Der für den Fall zuständige Bundesrichter, João César Otoni de Matos, sah das bei der ersten Anhörung des Falls in Marabá anders. Die Staatsanwaltschaft habe Belege vorgelegt, die darauf hindeuten könnten, dass „die Verschwundenen bis zum heutigen Tage entführt werden“, so Otoni de Matos. Es sei zu bezweifeln, so der Bundesrichter, dass die Verschwundenen „dreißig und soundsoviel Jahre später noch immer in Gefangenschaft durch den Beschuldigten gehalten würden“. Die Logik widerspreche dieser in der Klageschrift dargelegten Beweisführung.

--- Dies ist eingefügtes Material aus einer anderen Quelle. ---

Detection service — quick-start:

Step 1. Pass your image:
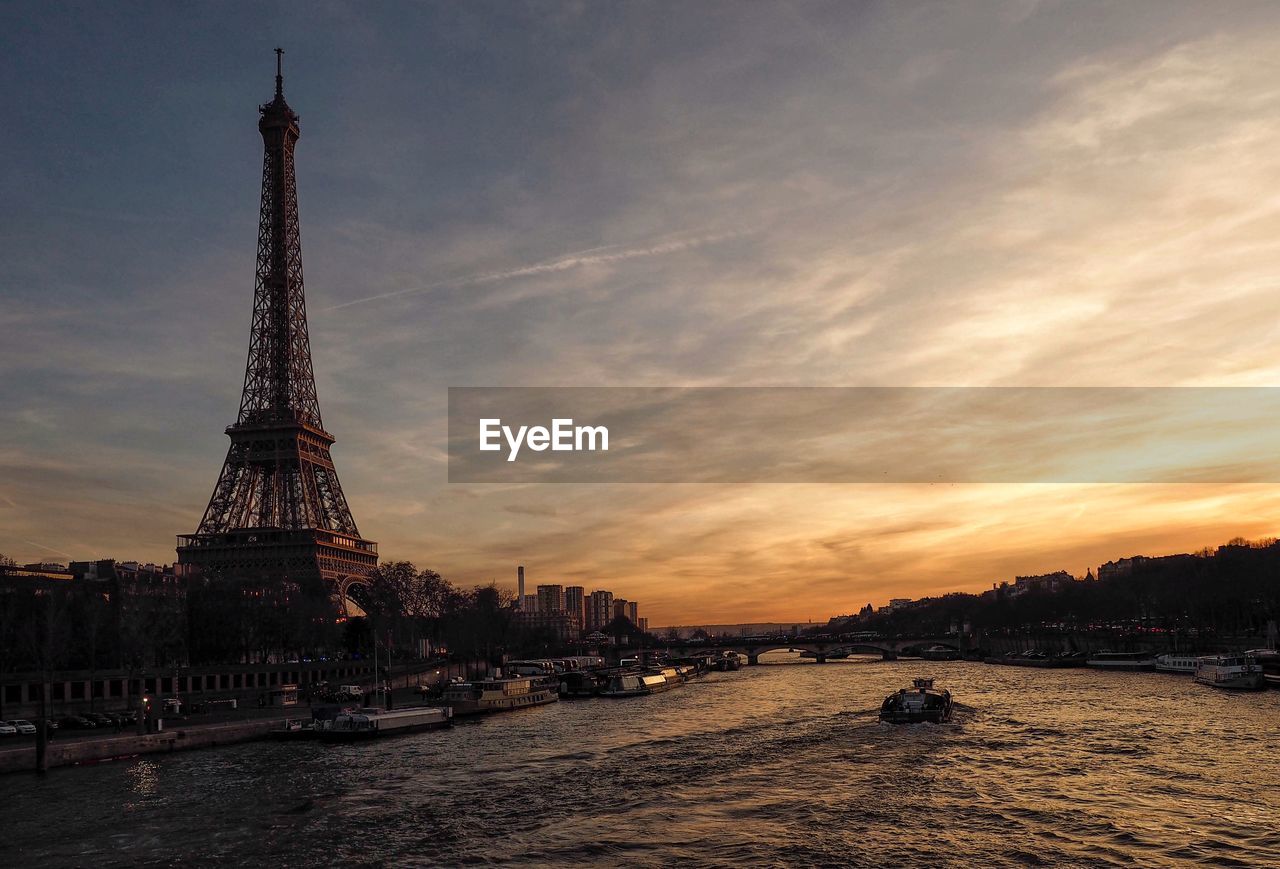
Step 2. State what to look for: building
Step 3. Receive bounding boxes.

[586,590,613,631]
[538,585,564,613]
[564,585,586,631]
[516,609,581,644]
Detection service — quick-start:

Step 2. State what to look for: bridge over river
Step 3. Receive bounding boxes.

[667,634,964,666]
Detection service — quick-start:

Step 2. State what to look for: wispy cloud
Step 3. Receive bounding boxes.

[321,230,748,312]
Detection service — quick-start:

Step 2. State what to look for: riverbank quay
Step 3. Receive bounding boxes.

[0,706,302,774]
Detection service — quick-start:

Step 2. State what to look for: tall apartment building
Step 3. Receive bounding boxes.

[586,591,613,631]
[538,585,564,613]
[613,598,640,625]
[564,585,586,630]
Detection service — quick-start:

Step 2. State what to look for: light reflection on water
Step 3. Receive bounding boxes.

[0,660,1280,866]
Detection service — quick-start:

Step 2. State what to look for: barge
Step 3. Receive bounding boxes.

[316,706,453,742]
[443,674,559,715]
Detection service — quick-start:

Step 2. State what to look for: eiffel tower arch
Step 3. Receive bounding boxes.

[178,49,378,616]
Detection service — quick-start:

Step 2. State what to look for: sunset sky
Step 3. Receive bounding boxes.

[0,0,1280,626]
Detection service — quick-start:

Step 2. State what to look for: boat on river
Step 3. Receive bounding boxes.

[442,672,559,715]
[984,649,1084,669]
[879,678,952,724]
[558,669,608,700]
[1088,650,1156,672]
[316,706,453,742]
[600,673,680,698]
[266,718,320,742]
[1244,649,1280,689]
[1156,651,1196,673]
[1196,655,1267,691]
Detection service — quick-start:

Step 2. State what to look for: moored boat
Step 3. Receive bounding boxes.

[266,718,320,742]
[1088,650,1156,672]
[559,669,607,699]
[316,706,453,742]
[600,673,677,698]
[708,651,742,672]
[879,678,952,724]
[1244,649,1280,689]
[1156,653,1196,673]
[1196,655,1267,691]
[984,649,1085,669]
[443,674,559,715]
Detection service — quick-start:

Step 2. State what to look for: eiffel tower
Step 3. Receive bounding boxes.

[178,49,378,613]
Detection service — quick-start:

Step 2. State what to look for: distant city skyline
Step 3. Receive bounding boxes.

[0,1,1280,625]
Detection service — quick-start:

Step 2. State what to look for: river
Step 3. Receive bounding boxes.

[0,653,1280,866]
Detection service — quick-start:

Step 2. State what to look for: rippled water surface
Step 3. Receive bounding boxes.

[0,660,1280,866]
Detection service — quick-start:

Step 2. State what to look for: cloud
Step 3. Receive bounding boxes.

[323,230,745,312]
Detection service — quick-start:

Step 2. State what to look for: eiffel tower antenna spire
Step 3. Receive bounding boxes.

[178,49,378,619]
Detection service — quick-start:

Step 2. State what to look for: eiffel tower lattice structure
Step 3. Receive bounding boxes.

[178,49,378,613]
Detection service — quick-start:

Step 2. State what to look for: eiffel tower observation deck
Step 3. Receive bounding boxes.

[178,49,378,612]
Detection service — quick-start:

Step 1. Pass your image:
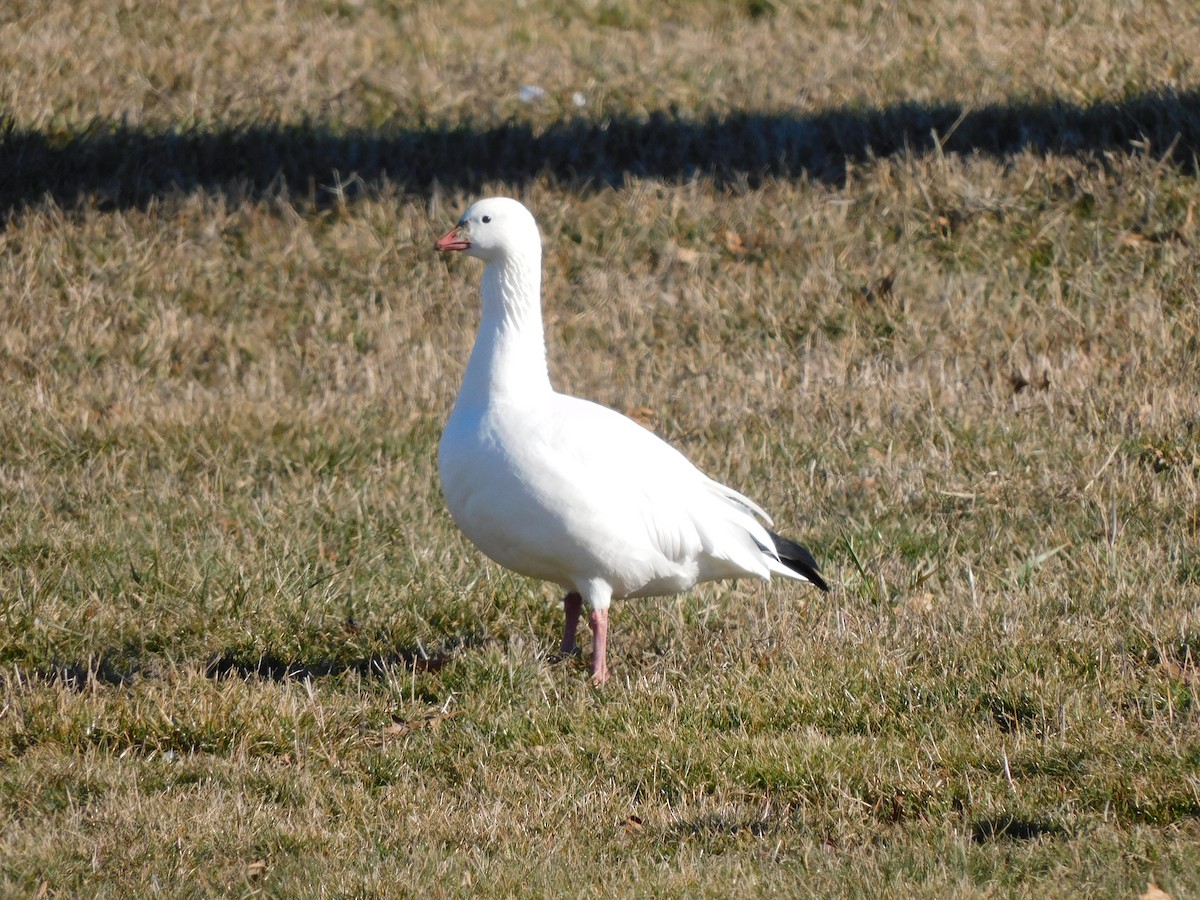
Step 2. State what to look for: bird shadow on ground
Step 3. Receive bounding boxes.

[0,89,1200,217]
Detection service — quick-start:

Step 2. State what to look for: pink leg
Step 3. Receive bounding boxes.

[592,610,608,684]
[560,590,583,656]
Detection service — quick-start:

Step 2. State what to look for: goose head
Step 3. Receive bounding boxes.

[433,197,541,263]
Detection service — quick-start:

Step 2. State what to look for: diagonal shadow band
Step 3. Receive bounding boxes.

[0,89,1200,216]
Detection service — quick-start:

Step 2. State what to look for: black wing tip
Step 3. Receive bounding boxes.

[767,532,829,594]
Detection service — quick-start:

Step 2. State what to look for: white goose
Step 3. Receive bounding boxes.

[434,197,829,683]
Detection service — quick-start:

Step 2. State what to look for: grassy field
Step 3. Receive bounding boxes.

[0,0,1200,898]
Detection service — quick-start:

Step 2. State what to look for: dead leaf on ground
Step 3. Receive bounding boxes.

[242,859,266,878]
[383,710,458,737]
[625,407,658,431]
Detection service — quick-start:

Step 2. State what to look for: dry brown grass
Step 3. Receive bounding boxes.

[0,0,1200,898]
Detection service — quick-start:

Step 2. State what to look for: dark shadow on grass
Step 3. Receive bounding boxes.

[0,89,1200,216]
[971,816,1067,844]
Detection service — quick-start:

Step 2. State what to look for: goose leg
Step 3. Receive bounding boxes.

[560,590,583,656]
[592,610,608,684]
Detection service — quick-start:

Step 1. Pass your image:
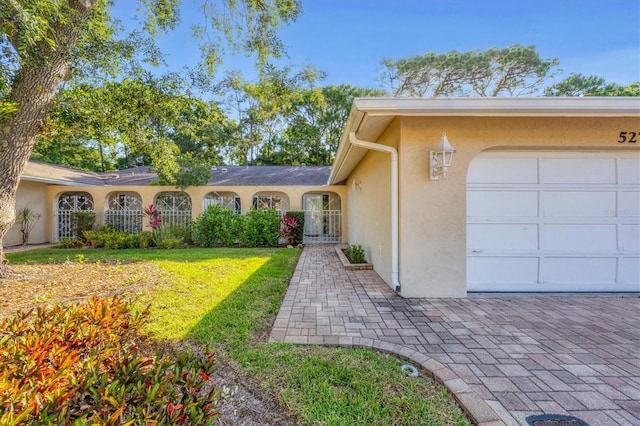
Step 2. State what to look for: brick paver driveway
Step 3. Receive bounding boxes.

[271,246,640,426]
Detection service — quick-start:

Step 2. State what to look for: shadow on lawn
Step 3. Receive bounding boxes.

[185,252,299,356]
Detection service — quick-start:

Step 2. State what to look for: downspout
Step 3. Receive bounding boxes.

[349,132,400,294]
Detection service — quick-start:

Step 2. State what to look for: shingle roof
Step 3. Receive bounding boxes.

[22,161,105,186]
[22,161,331,186]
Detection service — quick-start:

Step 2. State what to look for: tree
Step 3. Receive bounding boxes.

[381,44,558,97]
[261,85,384,165]
[544,73,640,96]
[0,0,300,276]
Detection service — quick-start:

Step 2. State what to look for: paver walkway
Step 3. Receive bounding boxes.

[270,246,640,426]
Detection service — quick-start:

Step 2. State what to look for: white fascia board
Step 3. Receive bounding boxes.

[354,96,640,117]
[328,96,640,185]
[20,175,95,186]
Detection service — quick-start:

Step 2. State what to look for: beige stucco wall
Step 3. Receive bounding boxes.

[346,118,399,286]
[398,117,640,297]
[42,185,347,241]
[3,181,51,247]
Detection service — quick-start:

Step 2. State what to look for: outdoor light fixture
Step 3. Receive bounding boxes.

Und selbst wenn man eine Entführung als gegeben annehme, so müsse angesichts der bekannten „Fakten der extremen Wahrscheinlichkeit des Todes der Verschwundenen“ davon ausgegangen werden, dass die Betroffenen bereits damals ermordet wurden. Die Tat sei somit verjährt und falle unter das Amnestiegesetz, sagte der Richter. Erst vor knapp zwei Jahren hatte der Oberste Gerichtshof des Landes die Gültigkeit des seit 1979 bestehenden Amnestiegesetzes erneut bestätigt.

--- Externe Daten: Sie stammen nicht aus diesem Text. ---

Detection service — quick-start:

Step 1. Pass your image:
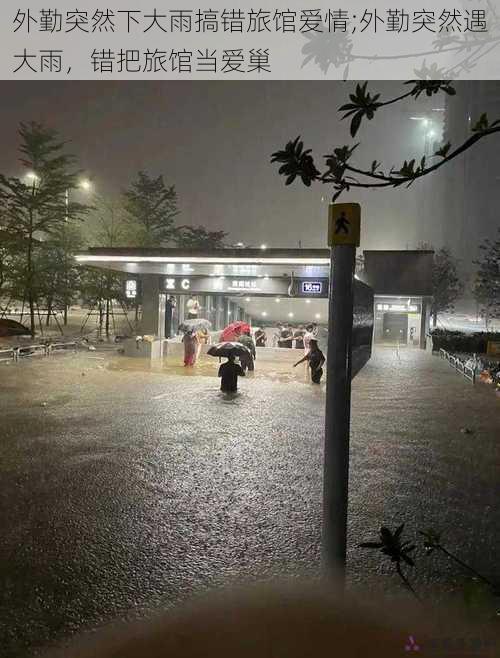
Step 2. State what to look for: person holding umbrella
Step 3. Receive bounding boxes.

[182,329,198,366]
[219,354,245,393]
[238,329,256,371]
[207,342,252,386]
[293,338,326,384]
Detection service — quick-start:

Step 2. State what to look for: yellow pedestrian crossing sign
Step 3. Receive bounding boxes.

[328,203,361,247]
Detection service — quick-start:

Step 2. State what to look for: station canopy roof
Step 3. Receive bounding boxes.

[75,247,330,277]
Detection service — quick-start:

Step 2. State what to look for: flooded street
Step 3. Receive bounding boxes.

[0,350,500,658]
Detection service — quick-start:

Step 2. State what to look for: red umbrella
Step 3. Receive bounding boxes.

[220,320,250,342]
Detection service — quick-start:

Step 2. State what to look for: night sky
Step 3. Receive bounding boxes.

[0,81,462,249]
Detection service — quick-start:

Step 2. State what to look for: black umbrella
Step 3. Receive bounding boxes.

[207,342,251,357]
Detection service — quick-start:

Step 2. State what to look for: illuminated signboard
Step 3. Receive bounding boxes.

[125,279,137,299]
[377,304,419,313]
[165,277,191,290]
[302,281,323,295]
[227,279,260,292]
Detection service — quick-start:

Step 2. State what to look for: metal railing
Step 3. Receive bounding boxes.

[439,348,476,384]
[0,341,79,363]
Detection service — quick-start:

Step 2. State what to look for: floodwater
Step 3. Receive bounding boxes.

[0,350,500,658]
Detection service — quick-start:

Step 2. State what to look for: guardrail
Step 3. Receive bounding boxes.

[439,348,476,384]
[0,347,16,363]
[0,341,78,363]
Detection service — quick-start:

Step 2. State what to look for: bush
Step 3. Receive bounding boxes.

[431,329,500,354]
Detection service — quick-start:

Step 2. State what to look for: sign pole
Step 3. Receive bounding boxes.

[323,204,360,585]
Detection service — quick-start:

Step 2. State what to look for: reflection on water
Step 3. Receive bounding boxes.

[105,355,318,390]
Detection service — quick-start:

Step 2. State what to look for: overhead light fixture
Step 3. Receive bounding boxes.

[75,254,330,265]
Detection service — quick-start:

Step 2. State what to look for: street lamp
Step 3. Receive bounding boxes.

[64,178,93,221]
[26,171,40,183]
[80,178,92,192]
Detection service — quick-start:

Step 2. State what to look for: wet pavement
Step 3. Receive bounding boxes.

[0,350,500,658]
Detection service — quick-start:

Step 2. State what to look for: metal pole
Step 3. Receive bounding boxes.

[323,245,356,583]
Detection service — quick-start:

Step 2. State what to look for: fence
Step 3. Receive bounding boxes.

[439,348,476,384]
[0,341,78,363]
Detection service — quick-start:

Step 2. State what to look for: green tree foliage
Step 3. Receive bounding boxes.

[0,122,87,335]
[271,80,500,201]
[473,229,500,328]
[123,171,179,247]
[174,226,227,249]
[36,222,83,326]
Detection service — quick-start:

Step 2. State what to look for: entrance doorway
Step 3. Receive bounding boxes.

[383,313,408,345]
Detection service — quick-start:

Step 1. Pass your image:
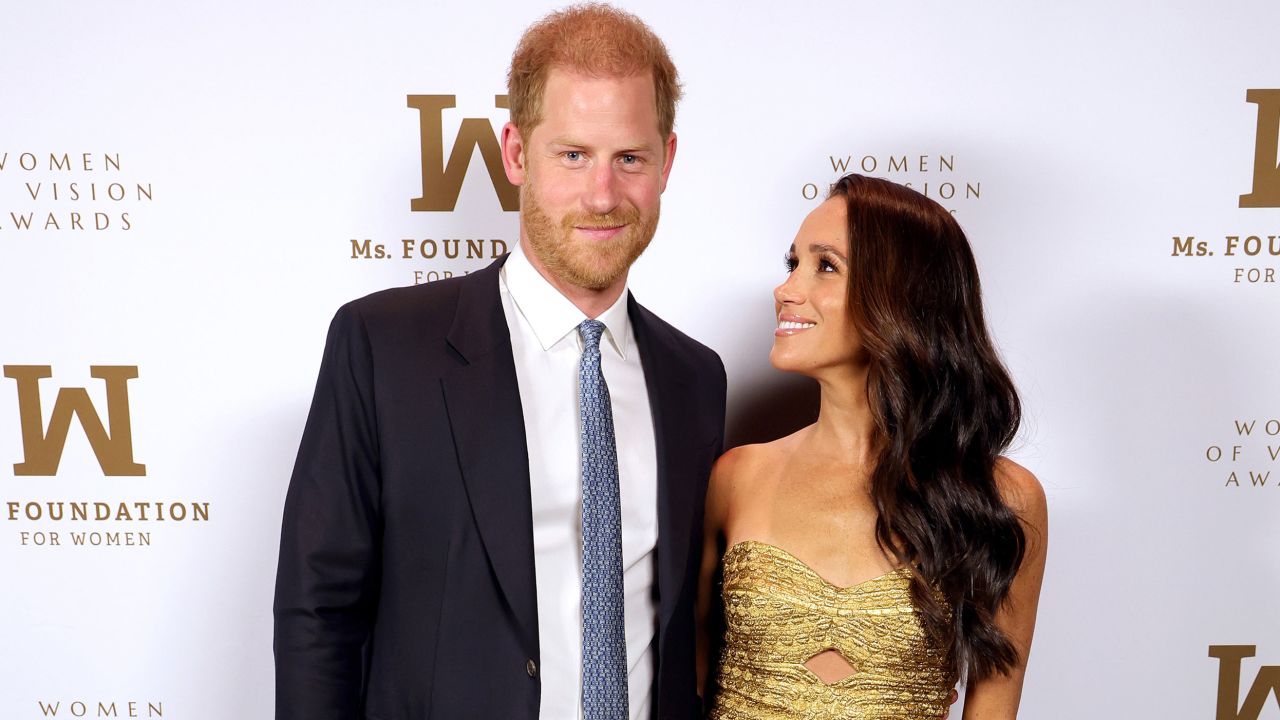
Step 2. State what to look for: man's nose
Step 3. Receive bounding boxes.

Der Anwalt der Verteidigung, Adelino Tucunduva, erklärte seine Genugtuung. „Wenn es auf der einen Seite übereifrige Staatsanwälte gibt, so gibt es auf der anderen Seite Richter, die mit beiden Füßen fest auf dem Boden stehen“. Nichts anderes als diese Entscheidung des Richters habe er erwartet, erklärte der Anwalt von Oberst Curió.Die Staatsanwaltschaft kündigte demgegenüber umgehend Revision an.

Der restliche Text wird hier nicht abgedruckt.